31

What is the best way to compute singular value decomposition (SVD) of a very large positive matrix (65M x 3.4M) where data is extremely sparse?

Less than 0.1% of the matrix is non zero. I need a way that:

  • will fit into memory (I know that online methods exists)
  • will be computed in a reasonable time: 3,4 days
  • will be accurate enough however accuracy is not my main concern and I would like to be able to control how much resources I put into it.

It would be great to have a Haskell, Python, C# etc. library which implements it. I am not using mathlab or R but if necessary I can go with R.

amoeba
  • 93,463
  • 28
  • 275
  • 317
Sonia
  • 413
  • 1
  • 4
  • 5
  • 3
    How much memory do you have? 0.1% of 65M*3.4M is still 221e9 non zero values. If you use 4 bytes per value, that is still more than 55 gb assuming no overhead, so the sparsity still doesn't solve the problem... Do you need to load the whole set into memory at once? – Bitwise Oct 26 '12 at 18:02
  • 1
    I should have been more precise. No more than 250-500mb with 32-bit integer. Probably much less, but the dimensionalilty is the problem as I understand it. I have a 16GB machine. – Sonia Oct 26 '12 at 18:05
  • How about this? http://www.quora.com/What-s-the-best-parallelized-sparse-SVD-code-publicly-available – Bitwise Oct 26 '12 at 19:16
  • This webpage links to a Python library which implements "a fast, incremental, low-memory, large-matrix SVD algorithm": http://en.wikipedia.org/wiki/Latent_semantic_analysis – Bitwise Oct 26 '12 at 19:56
  • See also https://stats.stackexchange.com/questions/2806. – amoeba May 23 '17 at 19:16

2 Answers2

24

If it fits into memory, construct a sparse matrix in R using the Matrix package, and try irlba for the SVD. You can specify how many singular vectors you want in the result, which is another way to limit the computation.

That's a pretty big matrix, but I've had very good results with this method in the past. irlba is pretty state-of-the-art. It uses the implicitly restarted Lanczos bi-diagonalization algorithm.

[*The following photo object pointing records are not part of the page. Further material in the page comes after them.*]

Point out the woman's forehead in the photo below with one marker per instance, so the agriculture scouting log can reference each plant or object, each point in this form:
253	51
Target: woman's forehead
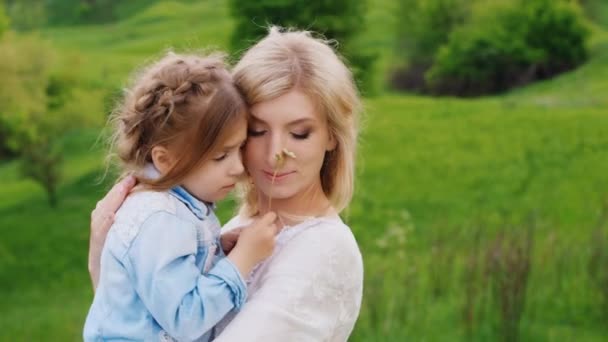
293	107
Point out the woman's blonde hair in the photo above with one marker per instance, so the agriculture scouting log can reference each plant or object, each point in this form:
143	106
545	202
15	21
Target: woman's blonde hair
186	103
287	60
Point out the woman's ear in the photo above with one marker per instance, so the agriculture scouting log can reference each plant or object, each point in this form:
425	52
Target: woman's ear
332	142
162	159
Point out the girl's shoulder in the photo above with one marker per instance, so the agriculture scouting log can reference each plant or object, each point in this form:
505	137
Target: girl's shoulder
137	208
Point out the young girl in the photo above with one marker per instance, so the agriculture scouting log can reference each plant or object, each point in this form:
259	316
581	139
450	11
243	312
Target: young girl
164	273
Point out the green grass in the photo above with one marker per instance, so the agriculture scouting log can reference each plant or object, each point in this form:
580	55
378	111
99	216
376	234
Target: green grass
432	174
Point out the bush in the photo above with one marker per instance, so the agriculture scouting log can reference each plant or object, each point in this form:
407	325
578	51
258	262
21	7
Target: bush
424	26
340	20
506	44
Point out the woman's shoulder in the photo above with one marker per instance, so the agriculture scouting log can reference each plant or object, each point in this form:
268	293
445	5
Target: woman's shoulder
321	240
235	222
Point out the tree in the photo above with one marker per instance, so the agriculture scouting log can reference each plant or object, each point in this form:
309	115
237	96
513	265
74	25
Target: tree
4	23
30	120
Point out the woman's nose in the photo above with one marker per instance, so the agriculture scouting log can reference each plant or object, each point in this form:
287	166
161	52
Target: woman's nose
274	149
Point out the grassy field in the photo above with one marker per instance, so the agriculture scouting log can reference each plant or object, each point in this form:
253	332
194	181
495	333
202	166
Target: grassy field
452	196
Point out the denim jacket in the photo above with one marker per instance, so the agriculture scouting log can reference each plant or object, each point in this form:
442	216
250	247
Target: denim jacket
163	273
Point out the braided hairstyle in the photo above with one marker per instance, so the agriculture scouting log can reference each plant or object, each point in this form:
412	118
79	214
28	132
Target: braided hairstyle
185	103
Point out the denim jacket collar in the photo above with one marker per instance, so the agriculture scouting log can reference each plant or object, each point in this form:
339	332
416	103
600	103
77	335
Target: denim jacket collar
199	208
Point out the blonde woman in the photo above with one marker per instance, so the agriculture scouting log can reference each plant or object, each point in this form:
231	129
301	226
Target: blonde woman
300	158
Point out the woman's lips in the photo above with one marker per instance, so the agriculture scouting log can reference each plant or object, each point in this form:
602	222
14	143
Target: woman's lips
278	177
229	187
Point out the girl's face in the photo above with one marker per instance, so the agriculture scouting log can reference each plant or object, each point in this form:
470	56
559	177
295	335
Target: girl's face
290	122
215	178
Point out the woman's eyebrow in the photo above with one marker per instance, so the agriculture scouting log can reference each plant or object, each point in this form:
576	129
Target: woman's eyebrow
255	119
300	121
233	146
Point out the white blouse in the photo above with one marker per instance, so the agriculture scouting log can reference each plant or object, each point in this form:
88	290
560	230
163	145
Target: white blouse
310	289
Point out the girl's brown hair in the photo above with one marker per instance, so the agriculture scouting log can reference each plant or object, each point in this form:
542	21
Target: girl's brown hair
185	103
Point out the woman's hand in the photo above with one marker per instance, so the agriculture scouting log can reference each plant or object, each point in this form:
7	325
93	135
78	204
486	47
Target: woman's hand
102	218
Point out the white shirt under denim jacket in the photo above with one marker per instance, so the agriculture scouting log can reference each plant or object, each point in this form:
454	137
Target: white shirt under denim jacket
163	273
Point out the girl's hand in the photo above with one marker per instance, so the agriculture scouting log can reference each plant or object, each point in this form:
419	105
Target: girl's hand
229	239
102	218
255	243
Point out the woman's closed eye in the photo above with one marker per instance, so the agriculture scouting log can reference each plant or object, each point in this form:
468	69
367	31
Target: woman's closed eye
300	135
255	132
221	157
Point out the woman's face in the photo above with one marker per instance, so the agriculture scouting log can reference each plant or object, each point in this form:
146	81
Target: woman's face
290	122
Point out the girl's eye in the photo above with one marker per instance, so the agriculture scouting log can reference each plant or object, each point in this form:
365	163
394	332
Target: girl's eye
255	133
300	136
222	157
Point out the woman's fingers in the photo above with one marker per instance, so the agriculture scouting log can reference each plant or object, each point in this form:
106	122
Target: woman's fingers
102	216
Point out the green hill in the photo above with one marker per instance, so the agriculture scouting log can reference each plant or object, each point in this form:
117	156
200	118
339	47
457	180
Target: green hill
433	175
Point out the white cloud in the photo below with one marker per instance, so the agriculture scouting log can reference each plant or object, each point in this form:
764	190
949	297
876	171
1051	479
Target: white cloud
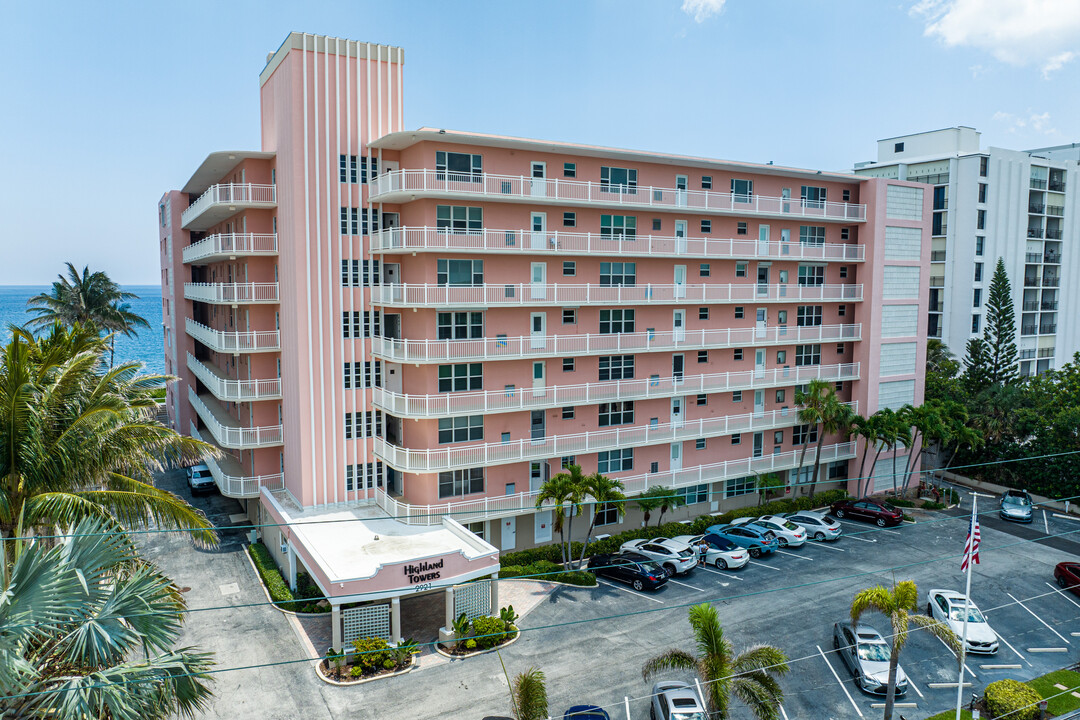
702	10
1043	32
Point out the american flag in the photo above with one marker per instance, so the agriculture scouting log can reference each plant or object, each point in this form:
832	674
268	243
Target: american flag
971	546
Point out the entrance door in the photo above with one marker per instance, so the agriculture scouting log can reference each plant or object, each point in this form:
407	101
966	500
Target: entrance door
678	325
539	223
538	334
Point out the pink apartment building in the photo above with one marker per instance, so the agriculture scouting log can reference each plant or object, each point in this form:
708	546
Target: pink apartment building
396	336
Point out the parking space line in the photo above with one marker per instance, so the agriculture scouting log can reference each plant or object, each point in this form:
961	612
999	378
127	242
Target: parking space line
1039	619
626	589
842	687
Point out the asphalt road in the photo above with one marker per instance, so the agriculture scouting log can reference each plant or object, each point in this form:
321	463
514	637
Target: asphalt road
592	642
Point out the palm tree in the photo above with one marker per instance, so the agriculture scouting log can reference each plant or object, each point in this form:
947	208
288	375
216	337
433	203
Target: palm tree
751	676
606	493
90	630
77	442
900	606
86	298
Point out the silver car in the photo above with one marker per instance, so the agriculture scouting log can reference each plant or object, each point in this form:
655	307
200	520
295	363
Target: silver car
866	654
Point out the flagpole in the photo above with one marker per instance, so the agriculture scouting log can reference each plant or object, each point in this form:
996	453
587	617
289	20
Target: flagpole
967	601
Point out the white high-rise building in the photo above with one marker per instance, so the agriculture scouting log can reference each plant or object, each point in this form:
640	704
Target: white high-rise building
1020	205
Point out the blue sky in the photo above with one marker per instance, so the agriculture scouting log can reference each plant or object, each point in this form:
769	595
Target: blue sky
108	105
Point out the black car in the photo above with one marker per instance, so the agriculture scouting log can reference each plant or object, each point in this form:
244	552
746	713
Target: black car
634	569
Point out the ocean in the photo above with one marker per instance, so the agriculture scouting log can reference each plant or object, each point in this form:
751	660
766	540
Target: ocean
147	348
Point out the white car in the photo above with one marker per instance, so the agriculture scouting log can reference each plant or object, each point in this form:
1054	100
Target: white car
675	557
787	533
947	607
721	554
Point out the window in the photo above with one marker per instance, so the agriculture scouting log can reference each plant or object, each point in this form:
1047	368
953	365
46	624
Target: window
459	272
616	413
807	355
616	367
618	226
618	273
460	325
613	322
812	234
615	461
808	316
461	483
460	430
460	378
459	218
458	166
618	179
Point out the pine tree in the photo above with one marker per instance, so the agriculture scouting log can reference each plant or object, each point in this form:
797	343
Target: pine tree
1000	333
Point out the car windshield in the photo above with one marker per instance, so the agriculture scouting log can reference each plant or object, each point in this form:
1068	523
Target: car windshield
874	652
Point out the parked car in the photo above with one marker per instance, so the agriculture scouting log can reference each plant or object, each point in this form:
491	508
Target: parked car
747	537
636	570
866	654
721	554
1016	505
786	532
676	701
674	556
947	607
871	511
818	526
200	480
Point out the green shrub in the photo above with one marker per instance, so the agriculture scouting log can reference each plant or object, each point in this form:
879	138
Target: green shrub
1014	698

It can chew through the netflix prize dataset (480,189 rows by 17,770 columns, 100,480,507 non-zero entries) in milliseconds. You dataset is ~ 200,000 times bigger than the Netflix dataset, so it take significantly longer than that. It might be reasonable to expect that it could do the computation in a couple of days.

Zach
  • 22,308
  • 18
  • 114
  • 158
  • the data matrix fits into memory, will irlba will handle the decomposition in a memory efficient way as well? – Sonia Oct 26 '12 at 17:56
  • 1
    @Sonia: irlba is very memory efficient: it computes an approximate solution, you can limit the number of singular vectors, and it was designed to work on sparse matrices. As far as I know, it's as fast as you're going to get for computing partial SVDs. – Zach Oct 26 '12 at 18:05
  • @Sonia: Good luck! – Zach Oct 26 '12 at 18:14
  • Gave it a try - out of memory... I will compute a triangle block form before running it. – Sonia Nov 03 '12 at 13:13
  • @Sonia do you have it stored as a sparse `Matrix`? Try limiting the number of singular values you compute... maybe just look at the top 10? – Zach Nov 03 '12 at 18:43
  • I wish I have gotten this far. I have loaded the MatrixMarket forma0t, that's ~7GB RAM and tried to initialize a sparseMatrix with it. That is weird because as a text file it is only 5GB. It failed said I dont have enough memory. I suppose the data structure metadata takes up the rest of the space. I am currently reading about algorithms that will transform the matrix to a block form. The computation should much faster in this form as well. I enjoy the challenge. – Sonia Nov 04 '12 at 05:29
  • @Sonia: I'm not familiar with the MatrixMarket format. If you can read the file into R as 3 vectors (1 representing row number, 1 representing column number, and 1 representing the values), it is very easy to convert to the `Matrix` format, with very little overhead. Note that `irlba` does not work with the `sparseMatrix` format. You have to use the `Matrix` package. – Zach Nov 05 '12 at 11:21
  • @Sonia: Ok, it looks like the `readMM` function in the `Matrix` package will read your Matrix Market dataset in a sparse format. Trying running `irlba` with very small numbers, e.g. nu = 2, nv = 2. You might need a machine with ~16GB of RAM to do this. – Zach Jun 12 '13 at 14:37
2

If you're willing to have a low-rank approximation (as you would with Lanczos-type algorithms and a limited number of singular vectors), an alternative is stochastic SVD. You get similar accuracy and computational effort to things like irlba, but a much, much simpler implementation -- which is relevant if none of the available implementations handle precisely your situation.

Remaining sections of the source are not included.